Constituyó un buen precedente, porque en otra ocasión, unos años después, Padilla se valió de idéntico recurso para demostrar, esta vez ante una corte francesa, que otro realizador se había apropiado, de nuevo sin su permiso, de La Violetera. Carole Lombard, la bellísima y trágicamente desaparecida esposa de Clark Gable, y el elegante George Raft se montaban un baile con este tema en Rumba, un conocido filme de la Paramount. El creador legítimo volvió a demandar y otra vez más solicitó poder presentarse con un piano en el juzgado. Pero esta vez, además de su propia canción, decidió aleccionar al magistrado con varias versiones posibles de la «Marsellesa», la última de ellas a ritmo de rumba. Inapelable exhibición. La ley volvió a situarse de su parte.

Amigo de Puccini y autor de zarzuelas desconocidas

Seguramente a Padilla, fallecido en 1960, le hubiese complacido tener el reconocimiento de sus compañeros creadores, de las academias y de la crítica, casi siempre hostiles a su talento, en España. Entre sus amistades se encontraba Puccini, con el que compartía una mutua admiración, se visitaban y carteaban con cierta frecuencia. Desde que en Madrid, en 1906, compuso su primera zarzuela, La mala hembra, sobre un libreto de Ventura de la Vega, intentó abrirse camino en el teatro musical de gran formato. No lo lograría, al menos no en la misma medida en que sus más conocidas canciones conquistaron a legiones de oyentes de todo el mundo, sin distinción, desde el más humilde tendero hasta Borges o pensadores como Edgar Morin, que no podía reprimir la emoción que sentía al recordar a su madre escuchando, una y otra vez, las notas de El Relicario.
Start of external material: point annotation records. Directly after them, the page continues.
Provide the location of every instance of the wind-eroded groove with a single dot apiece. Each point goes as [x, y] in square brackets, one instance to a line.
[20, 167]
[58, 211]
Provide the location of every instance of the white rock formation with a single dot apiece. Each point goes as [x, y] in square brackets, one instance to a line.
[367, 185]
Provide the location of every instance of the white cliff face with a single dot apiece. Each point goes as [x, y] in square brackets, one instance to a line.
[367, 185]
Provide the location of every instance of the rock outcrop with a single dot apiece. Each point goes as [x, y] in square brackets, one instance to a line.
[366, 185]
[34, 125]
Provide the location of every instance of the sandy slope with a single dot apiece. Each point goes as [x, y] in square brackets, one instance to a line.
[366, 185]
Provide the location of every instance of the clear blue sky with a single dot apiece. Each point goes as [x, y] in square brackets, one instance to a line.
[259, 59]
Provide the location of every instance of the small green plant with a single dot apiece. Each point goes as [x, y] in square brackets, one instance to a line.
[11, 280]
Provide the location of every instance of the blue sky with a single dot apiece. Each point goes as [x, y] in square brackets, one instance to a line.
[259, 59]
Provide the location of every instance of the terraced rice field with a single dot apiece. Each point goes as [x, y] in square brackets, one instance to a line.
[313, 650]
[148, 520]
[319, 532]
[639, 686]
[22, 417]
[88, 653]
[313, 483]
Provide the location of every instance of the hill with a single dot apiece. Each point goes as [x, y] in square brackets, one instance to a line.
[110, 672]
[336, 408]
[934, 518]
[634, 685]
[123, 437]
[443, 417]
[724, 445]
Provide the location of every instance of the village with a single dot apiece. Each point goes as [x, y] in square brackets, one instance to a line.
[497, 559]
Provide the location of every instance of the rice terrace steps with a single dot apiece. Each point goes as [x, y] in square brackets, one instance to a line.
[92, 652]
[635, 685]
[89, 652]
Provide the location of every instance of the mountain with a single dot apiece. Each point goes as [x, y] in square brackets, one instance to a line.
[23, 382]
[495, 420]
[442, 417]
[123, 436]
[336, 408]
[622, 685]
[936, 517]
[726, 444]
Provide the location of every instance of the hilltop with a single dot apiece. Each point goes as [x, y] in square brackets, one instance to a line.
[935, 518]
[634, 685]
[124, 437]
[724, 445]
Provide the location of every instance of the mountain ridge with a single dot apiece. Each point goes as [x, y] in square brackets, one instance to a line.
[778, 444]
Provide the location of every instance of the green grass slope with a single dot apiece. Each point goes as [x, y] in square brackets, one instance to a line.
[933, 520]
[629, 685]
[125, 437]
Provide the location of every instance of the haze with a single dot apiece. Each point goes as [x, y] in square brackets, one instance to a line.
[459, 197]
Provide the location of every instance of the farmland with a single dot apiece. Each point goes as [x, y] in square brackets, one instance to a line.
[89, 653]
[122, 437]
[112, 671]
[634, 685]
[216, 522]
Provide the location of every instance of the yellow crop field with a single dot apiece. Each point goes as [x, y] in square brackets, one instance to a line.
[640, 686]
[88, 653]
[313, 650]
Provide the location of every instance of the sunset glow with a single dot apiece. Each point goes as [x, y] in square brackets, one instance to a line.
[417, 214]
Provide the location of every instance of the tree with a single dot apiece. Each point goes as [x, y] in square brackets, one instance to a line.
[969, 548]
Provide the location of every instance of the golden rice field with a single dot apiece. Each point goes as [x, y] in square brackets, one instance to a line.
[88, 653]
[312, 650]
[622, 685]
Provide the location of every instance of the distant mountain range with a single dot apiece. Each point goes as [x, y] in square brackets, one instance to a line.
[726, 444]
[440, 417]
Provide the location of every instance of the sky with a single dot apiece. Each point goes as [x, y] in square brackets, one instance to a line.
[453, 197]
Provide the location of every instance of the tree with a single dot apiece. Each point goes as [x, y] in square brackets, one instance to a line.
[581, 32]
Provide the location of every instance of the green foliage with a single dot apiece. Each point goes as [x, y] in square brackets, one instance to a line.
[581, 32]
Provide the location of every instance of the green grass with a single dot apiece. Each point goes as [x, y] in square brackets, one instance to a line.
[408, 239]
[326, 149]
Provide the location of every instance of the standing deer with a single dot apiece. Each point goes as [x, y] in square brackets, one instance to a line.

El gran representante del cool jazz, Dave Brubeck, solía decir que «el secreto de una gran melodía es un secreto». José Padilla, el de verdad, seguramente los poseía todos. La semana pasada, el Teatro de la Zarzuela y el de la Maestranza anunciaron que en una de sus próximas temporadas abordarán una coproducción de El sol de Sevilla, una de las zarzuelas del compositor almeriense. Quizá esta iniciativa sirva para poner en valor al Padilla menos conocido y calibrar mejor su auténtica estatura como creador para la escena lírica.